Text from Forum article, by Amy Dalrymple:
Capturing history: A retrospective of the late Forum photographer Cal Olson
Iconic collection available through NDSU institute
FARGO - The work of a former Forum photographer noted for his coverage of the 1957 tornado is now available to the public.
The family of Cal Olson, who worked for The Forum in the 1950s and ’60s, donated a massive collection of negatives to the North Dakota State University Institute for Regional Studies. Director John Bye estimates there are more than 16,000 negatives of Olson’s work as a Forum photographer and of his private work. About 600 images are available online through the institute’s Digital Horizons website, and additional photos will be added. Olson, who preferred the title newspaperman over photographer or journalist, died in 2009 at age 84.
His daughter, Cathy McMullen, a Concordia College journalism professor, said the family decided to donate the negatives rather that keep them in a closet. “He shot so much for so long that I wanted other people in the community to be able to see them,” McMullen said.
The collection includes photos from the June 20, 1957, tornado that ripped through Fargo and killed 12 people, including six children from the Munson family. One image – Dick Shaw cradling the lifeless body of 4-year-old Jeanette Munson – led The Forum’s photo coverage and became iconic.
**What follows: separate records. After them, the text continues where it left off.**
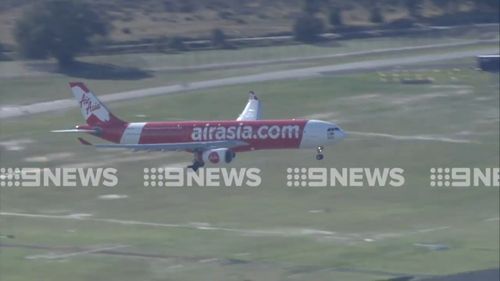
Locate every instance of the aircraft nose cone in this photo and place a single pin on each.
(341, 133)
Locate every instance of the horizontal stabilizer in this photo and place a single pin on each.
(84, 142)
(75, 131)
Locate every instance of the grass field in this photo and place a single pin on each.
(269, 232)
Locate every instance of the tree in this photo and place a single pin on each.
(335, 16)
(58, 28)
(218, 38)
(307, 28)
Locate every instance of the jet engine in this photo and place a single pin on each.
(219, 155)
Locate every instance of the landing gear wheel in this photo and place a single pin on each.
(196, 165)
(319, 155)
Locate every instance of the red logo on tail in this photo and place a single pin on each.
(86, 103)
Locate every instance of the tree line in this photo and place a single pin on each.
(65, 28)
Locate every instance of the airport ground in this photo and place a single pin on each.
(270, 232)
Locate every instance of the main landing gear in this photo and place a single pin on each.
(197, 162)
(196, 165)
(319, 153)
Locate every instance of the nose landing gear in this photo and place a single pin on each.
(319, 153)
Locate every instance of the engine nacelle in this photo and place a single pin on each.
(219, 155)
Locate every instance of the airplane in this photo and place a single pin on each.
(215, 142)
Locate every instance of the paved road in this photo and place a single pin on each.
(15, 111)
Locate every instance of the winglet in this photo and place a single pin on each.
(252, 96)
(84, 142)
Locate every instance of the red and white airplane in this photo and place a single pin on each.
(209, 141)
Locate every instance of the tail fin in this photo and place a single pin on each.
(94, 111)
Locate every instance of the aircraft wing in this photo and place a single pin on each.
(179, 146)
(252, 110)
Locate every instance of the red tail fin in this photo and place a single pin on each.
(94, 111)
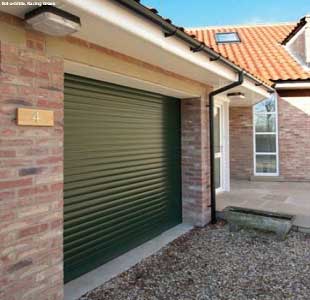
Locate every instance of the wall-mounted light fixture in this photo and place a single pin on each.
(236, 96)
(53, 21)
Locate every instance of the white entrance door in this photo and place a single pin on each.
(218, 147)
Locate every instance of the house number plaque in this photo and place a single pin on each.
(35, 117)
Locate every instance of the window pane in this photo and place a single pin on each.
(217, 130)
(217, 171)
(267, 105)
(265, 123)
(265, 143)
(266, 164)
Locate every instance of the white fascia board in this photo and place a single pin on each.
(104, 75)
(293, 85)
(121, 17)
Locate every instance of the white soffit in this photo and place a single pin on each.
(135, 36)
(293, 85)
(103, 75)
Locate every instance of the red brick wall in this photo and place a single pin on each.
(195, 162)
(31, 175)
(294, 138)
(241, 142)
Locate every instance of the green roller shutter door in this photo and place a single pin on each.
(121, 170)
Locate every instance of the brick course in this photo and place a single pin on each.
(294, 139)
(195, 162)
(31, 177)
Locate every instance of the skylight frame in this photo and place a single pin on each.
(237, 40)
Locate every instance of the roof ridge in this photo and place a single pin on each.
(241, 25)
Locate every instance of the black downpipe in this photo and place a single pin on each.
(211, 125)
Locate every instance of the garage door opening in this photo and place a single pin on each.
(122, 170)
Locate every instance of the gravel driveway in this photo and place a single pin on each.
(212, 263)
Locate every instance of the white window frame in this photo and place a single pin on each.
(266, 133)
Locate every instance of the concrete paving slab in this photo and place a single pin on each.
(282, 197)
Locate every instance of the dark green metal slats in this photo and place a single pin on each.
(122, 170)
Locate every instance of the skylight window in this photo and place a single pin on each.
(227, 37)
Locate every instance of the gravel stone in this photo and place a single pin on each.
(213, 263)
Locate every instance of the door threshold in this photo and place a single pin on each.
(89, 281)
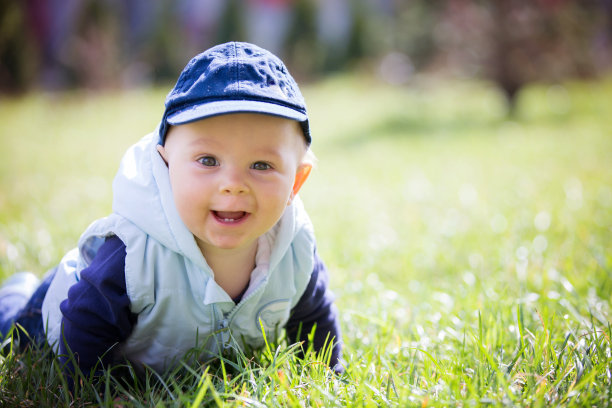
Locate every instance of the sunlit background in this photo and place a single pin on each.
(462, 199)
(97, 44)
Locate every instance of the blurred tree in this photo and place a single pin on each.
(17, 56)
(515, 42)
(302, 50)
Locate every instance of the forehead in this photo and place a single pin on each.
(254, 129)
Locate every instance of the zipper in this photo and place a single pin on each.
(226, 320)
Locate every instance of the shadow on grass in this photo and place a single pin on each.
(401, 127)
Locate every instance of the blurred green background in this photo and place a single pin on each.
(464, 174)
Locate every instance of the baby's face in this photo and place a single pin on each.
(232, 176)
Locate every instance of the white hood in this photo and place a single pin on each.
(142, 194)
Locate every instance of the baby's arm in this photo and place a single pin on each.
(316, 307)
(96, 314)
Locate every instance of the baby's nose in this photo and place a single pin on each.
(233, 183)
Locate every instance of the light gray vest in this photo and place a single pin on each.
(179, 305)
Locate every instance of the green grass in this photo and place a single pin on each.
(470, 254)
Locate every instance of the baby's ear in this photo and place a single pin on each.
(162, 152)
(300, 177)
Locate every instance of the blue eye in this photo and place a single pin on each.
(208, 161)
(261, 166)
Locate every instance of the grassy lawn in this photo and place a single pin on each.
(470, 254)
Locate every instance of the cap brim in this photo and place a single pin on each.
(216, 108)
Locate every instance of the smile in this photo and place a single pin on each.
(230, 217)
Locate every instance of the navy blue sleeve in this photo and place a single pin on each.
(316, 307)
(96, 314)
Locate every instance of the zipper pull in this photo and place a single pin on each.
(224, 333)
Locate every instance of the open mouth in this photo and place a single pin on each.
(230, 217)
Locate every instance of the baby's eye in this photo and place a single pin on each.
(261, 166)
(208, 161)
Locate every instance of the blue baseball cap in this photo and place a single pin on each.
(231, 78)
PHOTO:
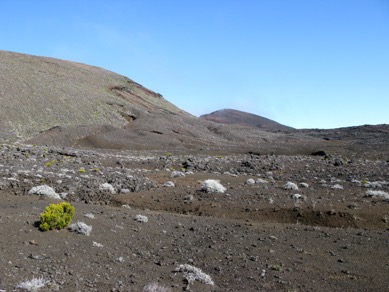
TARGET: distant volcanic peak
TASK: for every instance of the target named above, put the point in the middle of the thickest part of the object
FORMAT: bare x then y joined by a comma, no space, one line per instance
243,119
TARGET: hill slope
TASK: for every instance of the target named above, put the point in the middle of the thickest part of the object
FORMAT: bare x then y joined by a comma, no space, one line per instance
39,93
244,119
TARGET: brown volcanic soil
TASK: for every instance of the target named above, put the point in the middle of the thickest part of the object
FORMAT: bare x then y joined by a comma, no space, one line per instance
253,237
327,235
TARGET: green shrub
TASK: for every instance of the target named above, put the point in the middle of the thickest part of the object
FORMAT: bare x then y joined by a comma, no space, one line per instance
56,216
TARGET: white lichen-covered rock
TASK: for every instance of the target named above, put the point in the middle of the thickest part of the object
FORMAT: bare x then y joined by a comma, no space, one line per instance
250,181
141,218
192,274
372,193
32,285
212,186
290,186
169,184
46,191
81,227
297,196
177,174
337,187
107,187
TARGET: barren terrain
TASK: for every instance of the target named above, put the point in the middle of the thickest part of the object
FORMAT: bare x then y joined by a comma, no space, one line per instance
165,201
329,234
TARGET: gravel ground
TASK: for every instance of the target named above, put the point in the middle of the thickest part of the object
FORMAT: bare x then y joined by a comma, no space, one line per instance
155,227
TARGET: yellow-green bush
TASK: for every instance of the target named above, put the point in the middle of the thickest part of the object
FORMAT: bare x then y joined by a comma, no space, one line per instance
56,216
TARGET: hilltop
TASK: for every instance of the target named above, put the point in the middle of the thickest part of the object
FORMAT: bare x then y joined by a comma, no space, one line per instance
244,119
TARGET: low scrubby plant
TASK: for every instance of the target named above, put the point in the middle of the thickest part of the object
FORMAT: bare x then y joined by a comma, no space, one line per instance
45,191
56,216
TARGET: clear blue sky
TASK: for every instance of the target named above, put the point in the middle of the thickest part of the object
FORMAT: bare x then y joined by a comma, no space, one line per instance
303,63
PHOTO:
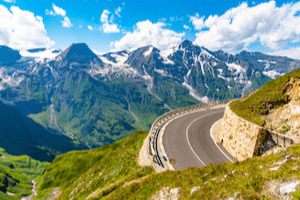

The Forum staff won a Pulitzer Prize in 1958 for the coverage. But the tornado wasn’t Olson’s only noteworthy assignment.
Olson spent a month in 1965 documenting North Dakota’s American Indian reservations. The Forum published 46 photos and five stories from that assignment, which later won several awards. In 1966, Olson spent a month in Vietnam to interview and photograph soldiers from the Red River Valley. Olson’s collection also includes images of four presidents who visited North Dakota: Harry Truman, Dwight Eisenhower, John Kennedy and Lyndon Johnson.
McMullen said some of her father’s important photos are not necessarily the most dramatic pictures rather routine images that capture everyday life. “They really document the place and a time in a way that I think is valuable,” McMullen said. Colburn Hvidson III, a former Forum photo chief who considered Olson a mentor, said Olson recorded a considerable amount of Fargo’s history. Hvidson describes Olson’s style as being “clean and simple.” “He was very concerned about images making a statement,” Hvidson said. “I think most of the photos that he took did that.”